Kepala Pusat Data dan Informasi Badan Nasional Penanggulangan Bencana (BNPB) Sutopo Purwo Nugroho, mencatat hingga H+9 tsunami, terdapat 437 korban meninggal dunia. Sementara itu, 16 orang masih dinyatakan hilang.

" 14.059 orang luka-luka dan 33.719 orang mengungsi," kata Sutopo.

Data seismogaf yang didapat BNPB menunjukan aktivitas vulkanik Gunung Anak Krakatau mengalami penurunan. Aktivitas ini juga dibarengi dengan berkurangnya ketinggian Gunung Anak Krakatau dari 338 meter menjadi 110 meter.

Selain informasi tersebut, terdapat dua temuan lain mengenai Gunung Anak Krakatau. Salah satunya yaitu terdapat pendangkalan dasar laut.

 

1 dari 2 halaman

Pendangkalan Dasar Laut

 Anak Krakatau Semburkan Lava Pijar© MEN

Dilaporkan Liputan6.com, temuan tersebut didapat dari survei dan investigasi yang dilakukan KRI Rigel-933. Kepala Pusat Hidro-Oseanografi Angkatan Laut (Kapushidrosal), Laksda Harjo Susmoro, mengatakan, dari data survei hidro-oseanografi Pushidrosal 2016 dan data Multi Beam Echosounder (MBES), pada 29 dan 30 Desember 2018, perairan di selatan Gunung Anak Krakatau mengalami pendangkalan 20 hingga 40 meter.

" Ini dikarenakan adanya tumpahan magma dan material longsoran Gunung Anak Krakatau yang langsung jatuh ke laut," ujar Harjo.

 

2 dari 2 halaman

Bentuk Gunung Anak Krakatau Berubah

 Gunung Anak Krakatau Erupsi, Status Tetap Waspada© MEN

Selain pendangkalan, erupsi pada 22 Desember 2018 juga mengubah bentuk Gunung Anak Krakatau. Lembaga Penerbangan dan Antariksa Nasional (Lapan) merilis citra satelit Gunung Anak Krakatau. Peta citra satelit itu menunjukkan perubahan bentuk Gunung Anak Krakatau sejak 1 Agustus hingga 23 Desember 2018.
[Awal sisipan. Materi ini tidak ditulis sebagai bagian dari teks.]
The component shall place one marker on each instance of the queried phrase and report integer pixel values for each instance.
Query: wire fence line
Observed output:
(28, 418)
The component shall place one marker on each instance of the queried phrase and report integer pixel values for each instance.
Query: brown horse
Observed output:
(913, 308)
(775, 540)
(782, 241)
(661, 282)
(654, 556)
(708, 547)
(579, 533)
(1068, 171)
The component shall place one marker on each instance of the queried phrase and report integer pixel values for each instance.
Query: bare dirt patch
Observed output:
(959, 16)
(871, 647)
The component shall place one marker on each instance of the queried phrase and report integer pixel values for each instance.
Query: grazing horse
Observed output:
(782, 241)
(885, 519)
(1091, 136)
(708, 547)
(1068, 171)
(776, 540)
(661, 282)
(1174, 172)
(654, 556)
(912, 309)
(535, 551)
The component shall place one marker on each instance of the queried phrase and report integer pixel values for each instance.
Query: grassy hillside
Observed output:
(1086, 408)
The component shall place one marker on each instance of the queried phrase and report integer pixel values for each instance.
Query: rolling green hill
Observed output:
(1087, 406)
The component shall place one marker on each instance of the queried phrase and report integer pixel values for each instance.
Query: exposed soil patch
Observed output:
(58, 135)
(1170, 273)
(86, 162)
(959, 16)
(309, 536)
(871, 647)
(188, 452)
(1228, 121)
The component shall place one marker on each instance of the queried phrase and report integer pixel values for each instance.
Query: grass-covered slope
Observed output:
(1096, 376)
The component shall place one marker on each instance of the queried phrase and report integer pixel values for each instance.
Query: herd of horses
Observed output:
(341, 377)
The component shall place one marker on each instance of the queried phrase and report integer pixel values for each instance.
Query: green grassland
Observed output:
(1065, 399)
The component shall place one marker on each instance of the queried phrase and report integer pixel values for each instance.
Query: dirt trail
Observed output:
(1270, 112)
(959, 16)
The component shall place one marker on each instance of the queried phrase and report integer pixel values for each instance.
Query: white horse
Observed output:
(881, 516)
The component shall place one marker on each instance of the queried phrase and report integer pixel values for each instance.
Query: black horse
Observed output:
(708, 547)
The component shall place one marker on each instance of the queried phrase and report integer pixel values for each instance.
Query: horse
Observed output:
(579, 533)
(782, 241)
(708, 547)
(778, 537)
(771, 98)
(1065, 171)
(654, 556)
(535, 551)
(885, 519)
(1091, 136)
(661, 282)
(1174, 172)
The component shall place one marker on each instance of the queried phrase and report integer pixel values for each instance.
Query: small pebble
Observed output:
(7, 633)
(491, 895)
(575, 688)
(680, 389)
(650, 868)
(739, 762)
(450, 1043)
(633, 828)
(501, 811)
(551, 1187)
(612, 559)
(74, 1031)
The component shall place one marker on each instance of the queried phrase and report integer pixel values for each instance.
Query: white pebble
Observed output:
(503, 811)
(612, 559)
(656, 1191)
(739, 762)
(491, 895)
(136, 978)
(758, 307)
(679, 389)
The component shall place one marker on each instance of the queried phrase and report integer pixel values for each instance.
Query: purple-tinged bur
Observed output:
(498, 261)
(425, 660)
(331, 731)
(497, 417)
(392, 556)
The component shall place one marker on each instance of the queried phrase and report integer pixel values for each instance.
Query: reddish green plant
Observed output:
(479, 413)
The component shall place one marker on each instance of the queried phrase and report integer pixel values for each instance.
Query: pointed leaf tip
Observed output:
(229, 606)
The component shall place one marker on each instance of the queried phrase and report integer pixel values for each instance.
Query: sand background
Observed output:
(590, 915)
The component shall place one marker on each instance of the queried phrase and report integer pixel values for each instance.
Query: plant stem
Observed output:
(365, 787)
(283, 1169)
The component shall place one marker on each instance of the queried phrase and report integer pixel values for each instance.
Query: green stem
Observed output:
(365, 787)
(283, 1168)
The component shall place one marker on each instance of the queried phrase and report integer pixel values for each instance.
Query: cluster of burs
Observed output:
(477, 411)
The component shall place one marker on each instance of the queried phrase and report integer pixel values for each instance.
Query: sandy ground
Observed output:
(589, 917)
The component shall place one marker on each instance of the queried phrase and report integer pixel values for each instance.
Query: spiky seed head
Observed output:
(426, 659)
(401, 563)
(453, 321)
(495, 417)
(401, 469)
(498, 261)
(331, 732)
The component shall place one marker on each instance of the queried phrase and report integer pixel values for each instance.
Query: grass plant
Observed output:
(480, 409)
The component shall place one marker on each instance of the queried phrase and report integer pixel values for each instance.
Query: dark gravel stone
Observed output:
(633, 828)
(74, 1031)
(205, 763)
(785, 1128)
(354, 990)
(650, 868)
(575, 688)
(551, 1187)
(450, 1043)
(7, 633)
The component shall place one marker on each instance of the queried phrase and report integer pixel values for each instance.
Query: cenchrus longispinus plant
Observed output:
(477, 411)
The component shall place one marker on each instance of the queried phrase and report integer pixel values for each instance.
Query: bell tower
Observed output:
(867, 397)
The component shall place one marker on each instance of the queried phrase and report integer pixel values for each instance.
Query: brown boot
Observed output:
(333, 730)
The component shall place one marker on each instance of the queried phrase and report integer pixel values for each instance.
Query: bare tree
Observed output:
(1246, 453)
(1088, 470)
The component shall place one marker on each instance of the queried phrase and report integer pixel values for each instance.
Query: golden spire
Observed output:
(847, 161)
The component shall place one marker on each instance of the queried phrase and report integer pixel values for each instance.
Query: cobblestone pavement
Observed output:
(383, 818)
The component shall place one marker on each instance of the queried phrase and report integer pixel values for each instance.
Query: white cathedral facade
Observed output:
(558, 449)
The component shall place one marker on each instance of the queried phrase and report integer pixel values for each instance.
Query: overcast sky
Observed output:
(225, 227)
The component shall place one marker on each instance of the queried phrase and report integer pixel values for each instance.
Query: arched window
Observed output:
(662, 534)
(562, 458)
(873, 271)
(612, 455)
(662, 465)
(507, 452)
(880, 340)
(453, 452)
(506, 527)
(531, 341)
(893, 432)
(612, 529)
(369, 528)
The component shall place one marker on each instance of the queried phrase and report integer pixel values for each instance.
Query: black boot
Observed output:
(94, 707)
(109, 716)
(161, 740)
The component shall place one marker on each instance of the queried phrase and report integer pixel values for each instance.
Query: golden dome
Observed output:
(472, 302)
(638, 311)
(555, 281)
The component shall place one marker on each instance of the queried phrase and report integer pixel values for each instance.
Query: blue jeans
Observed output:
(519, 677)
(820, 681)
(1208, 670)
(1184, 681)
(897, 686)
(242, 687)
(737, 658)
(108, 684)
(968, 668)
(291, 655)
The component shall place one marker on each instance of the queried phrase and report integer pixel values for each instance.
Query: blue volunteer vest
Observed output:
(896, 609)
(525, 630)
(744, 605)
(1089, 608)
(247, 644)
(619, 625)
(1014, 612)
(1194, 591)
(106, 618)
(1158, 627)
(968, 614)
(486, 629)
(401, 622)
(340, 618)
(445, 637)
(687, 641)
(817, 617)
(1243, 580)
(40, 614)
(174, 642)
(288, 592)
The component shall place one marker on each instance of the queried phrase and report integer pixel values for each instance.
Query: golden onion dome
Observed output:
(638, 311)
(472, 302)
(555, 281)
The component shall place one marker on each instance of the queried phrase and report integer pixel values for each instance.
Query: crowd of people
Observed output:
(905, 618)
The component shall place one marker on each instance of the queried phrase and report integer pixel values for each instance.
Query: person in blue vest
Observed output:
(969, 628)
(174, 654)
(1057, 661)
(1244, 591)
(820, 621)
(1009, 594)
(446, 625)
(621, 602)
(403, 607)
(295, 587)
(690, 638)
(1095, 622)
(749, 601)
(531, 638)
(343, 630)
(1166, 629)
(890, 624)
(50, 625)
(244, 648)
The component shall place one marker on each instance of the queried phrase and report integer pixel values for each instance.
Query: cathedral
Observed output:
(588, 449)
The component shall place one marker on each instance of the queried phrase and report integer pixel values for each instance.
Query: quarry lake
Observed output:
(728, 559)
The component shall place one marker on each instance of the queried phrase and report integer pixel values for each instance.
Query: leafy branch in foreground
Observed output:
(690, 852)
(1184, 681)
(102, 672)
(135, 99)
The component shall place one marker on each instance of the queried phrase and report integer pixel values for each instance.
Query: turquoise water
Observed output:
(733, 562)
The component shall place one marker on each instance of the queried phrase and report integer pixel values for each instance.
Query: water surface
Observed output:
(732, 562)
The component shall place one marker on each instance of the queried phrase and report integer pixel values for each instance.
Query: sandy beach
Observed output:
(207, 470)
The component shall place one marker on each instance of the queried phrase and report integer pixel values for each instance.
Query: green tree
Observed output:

" Berdasarkan pengamatan pada citra Sentinel-A1 1 Agustus sampai 23 Desember 2018, diketahui bahwa telah terjadi perubahan morfologi yang signifikan pada daerah kawah dan sekitarnya akibat erupsi tanggal 22 Desember 2018," tulis Lapan, Kamis, 27 Desember 2018.

Sentinel-A1 merupakan satelit milik Badan Antariksa Eropa-ESA.

Dari citra satelit itu, 401.000 meter2 sisi barat Gunung Anak Krakatau berubah menjadi cekungan kawah. Cekungan kawah ini menyemburkan magma Gunung Anak Krakatau dari laut.